The force said a referral had been made to the Crown Prosecution Service, which 'subsequently authorised the above charge.' That decision means prosecutors are satisfied there is a realistic prospect of conviction and that bringing the case is in the public interest, although the CPS has not released a detailed rationale. As with any criminal allegation, nothing is proven at this stage and Billinger is presumed innocent until the court decides otherwise.

Bonnie Blue, Bali and a Rapid Fall From Favour

The London charge against Bonnie landed only days after she was taken into custody in Bali during a police raid on a rented studio in December. Billinger had attracted attention in Indonesia as reports circulated that she was hosting what local media described as sexually explicit 'challenges' involving large groups of young men, purportedly linked to her online persona and subscriber‑driven content business.
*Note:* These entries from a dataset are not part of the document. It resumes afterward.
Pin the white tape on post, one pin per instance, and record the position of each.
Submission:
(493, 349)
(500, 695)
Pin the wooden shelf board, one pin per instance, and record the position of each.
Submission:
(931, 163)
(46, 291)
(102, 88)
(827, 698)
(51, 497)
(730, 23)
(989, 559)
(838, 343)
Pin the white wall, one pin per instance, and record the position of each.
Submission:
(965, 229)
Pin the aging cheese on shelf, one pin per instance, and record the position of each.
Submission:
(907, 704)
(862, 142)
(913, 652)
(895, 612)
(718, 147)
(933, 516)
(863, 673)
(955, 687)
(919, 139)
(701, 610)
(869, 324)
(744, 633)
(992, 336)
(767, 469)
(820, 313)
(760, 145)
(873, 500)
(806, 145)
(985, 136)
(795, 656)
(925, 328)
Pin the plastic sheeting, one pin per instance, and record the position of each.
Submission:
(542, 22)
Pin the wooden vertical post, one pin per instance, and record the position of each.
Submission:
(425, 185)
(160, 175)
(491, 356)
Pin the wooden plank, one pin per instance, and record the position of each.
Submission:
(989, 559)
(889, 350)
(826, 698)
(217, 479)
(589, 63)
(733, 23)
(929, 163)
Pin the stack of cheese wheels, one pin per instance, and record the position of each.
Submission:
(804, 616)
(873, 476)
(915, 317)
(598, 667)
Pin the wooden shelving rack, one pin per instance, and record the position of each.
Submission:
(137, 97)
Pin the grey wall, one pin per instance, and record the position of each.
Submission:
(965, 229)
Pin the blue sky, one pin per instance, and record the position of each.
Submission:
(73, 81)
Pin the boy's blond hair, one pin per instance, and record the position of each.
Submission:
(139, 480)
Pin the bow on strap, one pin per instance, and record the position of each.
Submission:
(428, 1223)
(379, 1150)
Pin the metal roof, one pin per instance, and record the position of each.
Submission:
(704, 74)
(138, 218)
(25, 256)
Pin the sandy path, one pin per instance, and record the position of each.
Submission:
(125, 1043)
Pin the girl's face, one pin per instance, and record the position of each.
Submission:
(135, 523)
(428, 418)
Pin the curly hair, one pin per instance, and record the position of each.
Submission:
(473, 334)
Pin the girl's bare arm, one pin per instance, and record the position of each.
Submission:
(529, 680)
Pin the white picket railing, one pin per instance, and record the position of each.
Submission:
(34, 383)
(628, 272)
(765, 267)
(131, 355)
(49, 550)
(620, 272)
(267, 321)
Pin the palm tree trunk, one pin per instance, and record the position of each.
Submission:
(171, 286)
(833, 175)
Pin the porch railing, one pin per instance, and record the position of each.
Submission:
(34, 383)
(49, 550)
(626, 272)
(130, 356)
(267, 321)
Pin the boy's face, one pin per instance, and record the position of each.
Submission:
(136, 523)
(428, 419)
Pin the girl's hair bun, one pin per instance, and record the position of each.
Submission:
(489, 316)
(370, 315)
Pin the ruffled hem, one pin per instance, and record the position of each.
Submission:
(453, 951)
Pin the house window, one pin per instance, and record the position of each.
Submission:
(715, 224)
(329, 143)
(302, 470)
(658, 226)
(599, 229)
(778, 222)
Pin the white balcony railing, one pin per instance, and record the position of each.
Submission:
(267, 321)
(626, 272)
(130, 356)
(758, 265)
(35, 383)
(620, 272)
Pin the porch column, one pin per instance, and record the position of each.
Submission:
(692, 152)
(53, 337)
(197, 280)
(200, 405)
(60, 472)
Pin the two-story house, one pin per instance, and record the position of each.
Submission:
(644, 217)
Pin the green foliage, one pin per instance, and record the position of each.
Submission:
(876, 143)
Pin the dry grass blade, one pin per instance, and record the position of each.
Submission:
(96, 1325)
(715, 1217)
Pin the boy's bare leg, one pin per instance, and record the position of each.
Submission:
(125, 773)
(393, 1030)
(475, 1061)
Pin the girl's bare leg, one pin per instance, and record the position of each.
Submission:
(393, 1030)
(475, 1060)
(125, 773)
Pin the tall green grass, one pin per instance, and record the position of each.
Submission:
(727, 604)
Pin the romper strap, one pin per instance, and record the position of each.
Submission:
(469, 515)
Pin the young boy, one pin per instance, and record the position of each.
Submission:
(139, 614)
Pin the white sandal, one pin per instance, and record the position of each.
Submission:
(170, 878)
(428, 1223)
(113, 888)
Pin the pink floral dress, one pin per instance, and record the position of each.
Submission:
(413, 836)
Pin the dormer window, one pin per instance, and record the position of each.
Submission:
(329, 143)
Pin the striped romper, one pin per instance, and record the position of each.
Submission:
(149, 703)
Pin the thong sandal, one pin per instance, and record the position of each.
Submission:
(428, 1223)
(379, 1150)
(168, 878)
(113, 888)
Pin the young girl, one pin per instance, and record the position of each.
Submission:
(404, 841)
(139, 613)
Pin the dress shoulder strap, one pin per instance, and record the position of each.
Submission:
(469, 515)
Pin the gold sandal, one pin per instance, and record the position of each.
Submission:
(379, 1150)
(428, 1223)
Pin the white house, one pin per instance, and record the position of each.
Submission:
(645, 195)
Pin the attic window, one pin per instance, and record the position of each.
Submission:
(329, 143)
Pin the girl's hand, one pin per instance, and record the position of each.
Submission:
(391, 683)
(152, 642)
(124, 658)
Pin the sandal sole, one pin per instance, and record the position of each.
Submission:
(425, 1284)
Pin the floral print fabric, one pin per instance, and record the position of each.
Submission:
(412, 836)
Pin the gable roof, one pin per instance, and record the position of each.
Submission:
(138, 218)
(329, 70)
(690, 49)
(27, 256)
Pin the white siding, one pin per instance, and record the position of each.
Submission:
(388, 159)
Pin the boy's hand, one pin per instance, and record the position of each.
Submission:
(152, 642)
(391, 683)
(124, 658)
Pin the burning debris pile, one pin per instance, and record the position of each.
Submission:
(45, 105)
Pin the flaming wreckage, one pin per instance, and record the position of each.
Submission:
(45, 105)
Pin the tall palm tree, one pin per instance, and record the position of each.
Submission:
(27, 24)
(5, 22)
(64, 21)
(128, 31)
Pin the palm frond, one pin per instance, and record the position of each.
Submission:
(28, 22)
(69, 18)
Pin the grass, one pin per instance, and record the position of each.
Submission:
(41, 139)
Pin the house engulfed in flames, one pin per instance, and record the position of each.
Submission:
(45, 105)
Indonesian officials ultimately stopped short of bringing pornography charges. Yuldi Yusman, the country's director general of immigration, said officers had examined Billinger's mobile phone and found what he described as 'private video' footage. The material, he said, was for 'private documentation and not for public distribution,' so the authorities did not pursue an obscenity case.

That did not mean she was free to go on her way. Yusman said Billinger had violated Indonesia's immigration rules by arriving on a visa on arrival while apparently conducting activity considered commercial content production. In his words, she had 'entered Indonesia using a visa on arrival for commercial content production that could potentially cause public unrest.' That phrase, with its careful nod to Indonesia's strict moral and public order laws, made clear why officials were keen to see her leave.
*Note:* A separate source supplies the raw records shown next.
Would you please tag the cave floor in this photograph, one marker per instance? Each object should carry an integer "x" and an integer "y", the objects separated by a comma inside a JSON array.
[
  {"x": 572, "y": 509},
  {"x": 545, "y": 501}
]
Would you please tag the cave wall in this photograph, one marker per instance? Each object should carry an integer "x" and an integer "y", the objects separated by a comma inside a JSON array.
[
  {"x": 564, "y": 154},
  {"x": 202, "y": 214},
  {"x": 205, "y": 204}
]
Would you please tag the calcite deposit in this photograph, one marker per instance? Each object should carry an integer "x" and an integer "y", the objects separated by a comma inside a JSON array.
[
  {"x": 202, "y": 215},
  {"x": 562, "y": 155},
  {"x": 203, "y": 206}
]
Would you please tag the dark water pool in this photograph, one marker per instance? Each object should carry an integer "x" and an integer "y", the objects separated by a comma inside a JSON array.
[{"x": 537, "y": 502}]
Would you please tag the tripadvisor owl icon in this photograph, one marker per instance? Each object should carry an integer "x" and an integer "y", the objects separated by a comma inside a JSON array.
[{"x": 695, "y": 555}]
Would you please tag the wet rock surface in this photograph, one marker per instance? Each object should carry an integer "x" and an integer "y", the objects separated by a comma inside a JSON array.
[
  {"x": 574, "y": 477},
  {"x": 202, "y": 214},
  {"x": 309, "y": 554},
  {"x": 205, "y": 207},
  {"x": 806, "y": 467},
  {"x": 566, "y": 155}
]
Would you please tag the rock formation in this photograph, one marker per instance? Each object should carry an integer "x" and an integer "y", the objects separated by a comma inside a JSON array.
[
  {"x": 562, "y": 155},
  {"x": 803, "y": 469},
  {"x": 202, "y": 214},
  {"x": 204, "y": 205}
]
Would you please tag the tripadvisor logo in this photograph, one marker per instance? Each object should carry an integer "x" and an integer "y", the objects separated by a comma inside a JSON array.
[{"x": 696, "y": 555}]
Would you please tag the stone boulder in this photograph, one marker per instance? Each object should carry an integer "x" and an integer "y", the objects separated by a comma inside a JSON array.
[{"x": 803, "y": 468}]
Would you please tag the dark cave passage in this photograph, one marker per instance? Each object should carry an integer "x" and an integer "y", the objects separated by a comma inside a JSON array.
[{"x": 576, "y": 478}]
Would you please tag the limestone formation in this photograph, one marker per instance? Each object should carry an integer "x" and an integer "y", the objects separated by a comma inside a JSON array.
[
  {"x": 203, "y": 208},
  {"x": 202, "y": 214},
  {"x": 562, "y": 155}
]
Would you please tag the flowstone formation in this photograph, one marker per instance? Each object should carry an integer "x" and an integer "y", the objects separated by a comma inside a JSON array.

Billinger was deported shortly afterwards, part of a growing pattern of social media and adult content creators running into trouble in countries with conservative regulations around sex, morality and commercial expression. Her re‑appearance days later outside the Indonesian embassy in London, captured on video and quickly shared online, looked to many like a pointed response to that deportation.

Bonnie Blue
Bonnie Blue Screenshot From YouTube

What the Bonnie Blue Case Could Mean Next

The offence of outraging public decency is an old, somewhat elastic part of English law, usually deployed when behaviour in a public place is deemed grossly offensive and witnessed, or capable of being witnessed, by members of the public. The threshold is higher than casual rudeness, but precisely where a lewd gesture outside an embassy falls on that spectrum is now a matter for the courts.

Neither Billinger nor her legal representatives had commented publicly on the London charge at the time of writing. Without her side of the story, it remains unclear whether she intends to contest the allegation on the basis of intent, context or freedom of expression. Nothing is confirmed, so any speculation about her likely defence should be treated cautiously until it is presented formally in court.